Show that $B(x; \ n, \ 1 - p) = 1 - B(n - x - 1; \ n, \ p)$

Question

In my statistics book $B$ is defined as: $$B(x; \ n, \ p) = \sum_{y = 0}^{x}b(y; \ n, \ p) = \sum_{y = 0}^{x}{n \choose y}p^{y}(1 - p)^{n - y}$$

I want to show that: $$B(x; \ n, \ 1 - p) = 1 - B(n - x - 1; \ n, \ p)$$

The hint that I got was that at most $x$ successes is equivalent to at least $(n - x)$ failures in the binomial probability distribution. I tried to rewrite it but I get stuck in nowhere.
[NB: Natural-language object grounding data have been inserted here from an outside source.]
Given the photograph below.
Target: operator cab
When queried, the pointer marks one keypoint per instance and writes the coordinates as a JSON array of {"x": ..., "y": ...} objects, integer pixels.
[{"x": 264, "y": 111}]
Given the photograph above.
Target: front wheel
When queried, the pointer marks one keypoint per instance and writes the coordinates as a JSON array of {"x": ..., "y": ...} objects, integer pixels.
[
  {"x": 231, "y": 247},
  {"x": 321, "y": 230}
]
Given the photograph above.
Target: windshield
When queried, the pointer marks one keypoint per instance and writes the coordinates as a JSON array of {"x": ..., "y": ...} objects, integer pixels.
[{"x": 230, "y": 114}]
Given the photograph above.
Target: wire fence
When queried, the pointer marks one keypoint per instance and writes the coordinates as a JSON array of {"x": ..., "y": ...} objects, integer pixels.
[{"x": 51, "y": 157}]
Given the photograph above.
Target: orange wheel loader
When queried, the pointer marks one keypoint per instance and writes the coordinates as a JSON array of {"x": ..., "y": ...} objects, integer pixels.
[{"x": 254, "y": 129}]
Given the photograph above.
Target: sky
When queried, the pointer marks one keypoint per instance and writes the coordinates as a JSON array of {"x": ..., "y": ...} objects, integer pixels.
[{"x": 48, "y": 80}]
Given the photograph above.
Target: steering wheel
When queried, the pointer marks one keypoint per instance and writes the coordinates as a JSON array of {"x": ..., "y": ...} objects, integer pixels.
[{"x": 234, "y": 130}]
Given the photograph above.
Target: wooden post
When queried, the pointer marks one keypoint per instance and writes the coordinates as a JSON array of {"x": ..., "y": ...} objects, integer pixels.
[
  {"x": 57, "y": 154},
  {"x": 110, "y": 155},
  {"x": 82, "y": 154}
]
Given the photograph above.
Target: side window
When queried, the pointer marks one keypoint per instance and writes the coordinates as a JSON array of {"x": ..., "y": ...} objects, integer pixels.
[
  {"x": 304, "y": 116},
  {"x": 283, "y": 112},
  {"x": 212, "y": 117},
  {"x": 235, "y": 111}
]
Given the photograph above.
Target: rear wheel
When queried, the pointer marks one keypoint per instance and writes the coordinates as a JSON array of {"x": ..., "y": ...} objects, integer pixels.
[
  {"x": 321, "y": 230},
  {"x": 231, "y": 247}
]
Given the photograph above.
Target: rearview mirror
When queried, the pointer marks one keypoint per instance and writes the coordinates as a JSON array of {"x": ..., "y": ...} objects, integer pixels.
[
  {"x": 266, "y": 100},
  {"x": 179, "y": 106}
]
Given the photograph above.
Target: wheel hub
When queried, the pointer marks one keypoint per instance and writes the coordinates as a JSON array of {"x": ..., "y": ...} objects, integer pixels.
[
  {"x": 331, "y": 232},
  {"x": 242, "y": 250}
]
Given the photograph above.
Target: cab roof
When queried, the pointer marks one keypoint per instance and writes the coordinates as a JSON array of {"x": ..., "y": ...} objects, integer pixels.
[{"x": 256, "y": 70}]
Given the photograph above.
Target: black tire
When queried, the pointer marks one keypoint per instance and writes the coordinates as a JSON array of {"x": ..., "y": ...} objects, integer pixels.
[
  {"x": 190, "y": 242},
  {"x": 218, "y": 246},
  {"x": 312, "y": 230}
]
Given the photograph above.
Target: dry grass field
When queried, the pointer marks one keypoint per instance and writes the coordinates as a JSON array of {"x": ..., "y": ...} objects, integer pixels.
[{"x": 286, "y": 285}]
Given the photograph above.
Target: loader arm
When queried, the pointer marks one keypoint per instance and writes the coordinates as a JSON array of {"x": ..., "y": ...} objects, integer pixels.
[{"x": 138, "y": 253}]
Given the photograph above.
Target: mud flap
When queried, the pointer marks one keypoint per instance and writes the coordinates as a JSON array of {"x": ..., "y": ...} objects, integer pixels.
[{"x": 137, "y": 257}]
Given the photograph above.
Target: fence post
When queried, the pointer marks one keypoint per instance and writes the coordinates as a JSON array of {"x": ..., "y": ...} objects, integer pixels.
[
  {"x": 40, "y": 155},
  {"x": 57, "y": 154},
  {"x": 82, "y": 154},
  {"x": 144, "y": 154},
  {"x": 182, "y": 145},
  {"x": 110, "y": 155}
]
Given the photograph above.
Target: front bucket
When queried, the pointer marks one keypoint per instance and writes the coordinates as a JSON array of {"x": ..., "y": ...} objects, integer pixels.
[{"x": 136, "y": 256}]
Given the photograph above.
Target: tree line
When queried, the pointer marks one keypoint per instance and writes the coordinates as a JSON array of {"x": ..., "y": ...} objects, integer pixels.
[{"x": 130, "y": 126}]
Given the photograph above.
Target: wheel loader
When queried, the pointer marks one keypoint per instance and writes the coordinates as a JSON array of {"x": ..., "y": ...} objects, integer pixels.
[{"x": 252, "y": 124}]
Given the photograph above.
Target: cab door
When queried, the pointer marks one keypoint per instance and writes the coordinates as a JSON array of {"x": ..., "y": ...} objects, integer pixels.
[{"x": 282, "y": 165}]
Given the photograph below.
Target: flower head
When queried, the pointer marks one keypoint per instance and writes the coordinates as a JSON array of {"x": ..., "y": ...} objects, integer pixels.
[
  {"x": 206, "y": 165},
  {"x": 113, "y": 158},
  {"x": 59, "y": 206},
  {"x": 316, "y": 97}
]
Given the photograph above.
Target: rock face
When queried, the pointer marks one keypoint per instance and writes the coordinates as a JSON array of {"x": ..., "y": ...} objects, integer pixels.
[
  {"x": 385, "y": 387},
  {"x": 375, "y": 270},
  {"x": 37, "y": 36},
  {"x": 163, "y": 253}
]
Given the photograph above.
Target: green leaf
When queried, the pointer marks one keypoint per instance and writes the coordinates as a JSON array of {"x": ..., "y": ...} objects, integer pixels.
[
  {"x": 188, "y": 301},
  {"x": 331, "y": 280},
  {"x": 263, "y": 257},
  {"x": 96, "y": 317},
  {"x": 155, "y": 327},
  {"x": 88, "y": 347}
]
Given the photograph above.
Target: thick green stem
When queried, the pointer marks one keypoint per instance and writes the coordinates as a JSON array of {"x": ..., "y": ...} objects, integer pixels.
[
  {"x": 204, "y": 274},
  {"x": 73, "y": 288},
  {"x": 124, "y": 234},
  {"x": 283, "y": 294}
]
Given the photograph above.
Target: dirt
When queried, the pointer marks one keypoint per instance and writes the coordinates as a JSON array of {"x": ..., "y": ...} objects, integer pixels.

Appreciate any help, cheers.

Answer 1

\begin{align} 1 - B(n - x - 1; \ n, \ p) = & 1 - \sum_{y = n-x-1}^{n}{n \choose y}p^{y}(1 - p)^{n - y} \\ = & \sum_{y = 0}^{n}{n \choose y}p^{y}(1 - p)^{n - y} - \sum_{y = n-x-1}^{n}{n \choose y}p^{y}(1 - p)^{n - y} \\ = & \sum_{y = n-x}^{n}{n \choose y}p^{y}(1 - p)^{n - y} \\ = & \binom{n}{n-x}p^{n-x}(1-p)^{x} + \binom{n}{n-x+1}p^{n-x+1}(1-p)^{x-1} + ... + \binom{n}{n}p^{n}(1-p)^{0} \\=& \binom{n}{n-(n-x)}p^{n-x}(1-p)^{x} + \binom{n}{n-(n-x+1)}p^{n-x+1}(1-p)^{x-1} + ... + \binom{n}{n-(n)}p^{n}(1-p)^{0} \\=& \binom{n}{x}p^{n-x}(1-p)^{x} + \binom{n}{x-1}p^{n-x+1}(1-p)^{x-1} + ... + \binom{n}{0}p^{n}(1-p)^{0} \\ =& \sum_{y = 0}^{x}{n \choose y}(1-p)^{y}p^{n - y} \\ =& B(x; \ n, \ 1 - p) \end{align}